Мы поспали ради развлечения, а когда я проснулся, первая моя мысль была о Мушабёфе, который все еще отсутствовал. Я предоставил Принца Гамлета его грезам, а сам пустился в путь на поиски приятеля.
Наступил рассвет со свежим благоуханием нормандского неба. Над лугами, над Сеной, над болотами стоял туман. Я пошел по откосам, желая сверху видеть окрестности, и размышлял о событиях прошлого дня.
Ясно, что я должен был стать между Жоржем Мерри и молодой девушкой. Но, в общем, лучше, что случилось так. Присутствие женщины в хижине предвещало распри, ссоры, борьбу, как в первые дни человечества. Я люблю и продолжаю любить спокойствие, и поэтому, взбираясь на утесы, я окончательно успокоился, находя, что если роль моя во всей этой авантюре была и недостаточно благородна, то, во всяком случае, достаточна умна. Ах! если бы Жорж Мерри показался мне слабее меня, я, быть может, не колебался бы, но уберечь себя от Желтого Смеха для того, чтобы пасть под ударами гнусного детины, — об этом было отвратительно подумать даже в его отсутствие.
Я продолжал путь, рассуждая сам с собой о моем поведении. Запел петух — словно сторожевой рожок, созывающий команду, и вызвал солнце, лощеное и сверкающее, как бляха на портупее. Так как появление этого светила рассеяло туман, покрывавший, словно вата, долину, я мог бросить взгляд на пейзаж, расстилавшийся у моих ног, и отыскать опушку леса, где накануне я присутствовал при похищении молодой девушки и сделал ненужное приобретение в лице Принца Гамлета.
Зеленый луг, усеянный омегами с изящными зонтиками, не представил моим глазам ничего необычайного.
Дикие бараны и коровы паслись там, иногда без всякого повода начиная гоняться друг за другом, чтобы тотчас же заняться кой-чем другим.
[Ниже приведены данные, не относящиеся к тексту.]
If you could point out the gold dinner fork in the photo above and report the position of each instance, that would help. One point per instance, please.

Пытались резвиться неуклюжие, неповоротливые телята; бык, еще наполовину домашний, мычал, как скотина, требуя плуг и стрекало погонщика. Я не приходил в восторг от этого зрелища, несмотря на его бесплатность: я перевидал очень много интересного в прошлом и потому был равнодушен к сладким волнениям, которые природа дарит горожанам. Желание неведомого приковывало мое внимание к опушке рощи.
С трубкой в зубах, я поджидал появление беглеца Мушабёфа, Жоржа Мерри и молодой девушки в теннисной фуфайке.
Я оставался на моем посту добрых два часа, растянувшись на земле, подперев подбородок скрещенными руками; положив рядом револьвер, я искоса поглядывал на него с тайным желанием не иметь в нем нужды.
«Если бы мы могли все уладить по-хорошему, — думал я, — но нет, эта проклятая девка все испортила! Мушабёф ее хочет, Жорж Мерри ее хочет…»
Мысль о третьем разбойнике вызвала у меня улыбку… в конце концов… могло случиться и так, что роль третьего разбойника выпадет на мою долю, что молодая красавица, убежав от двоих искателей ее красоты, упадет без чувств ко мне на руки, протянутые, как носилки.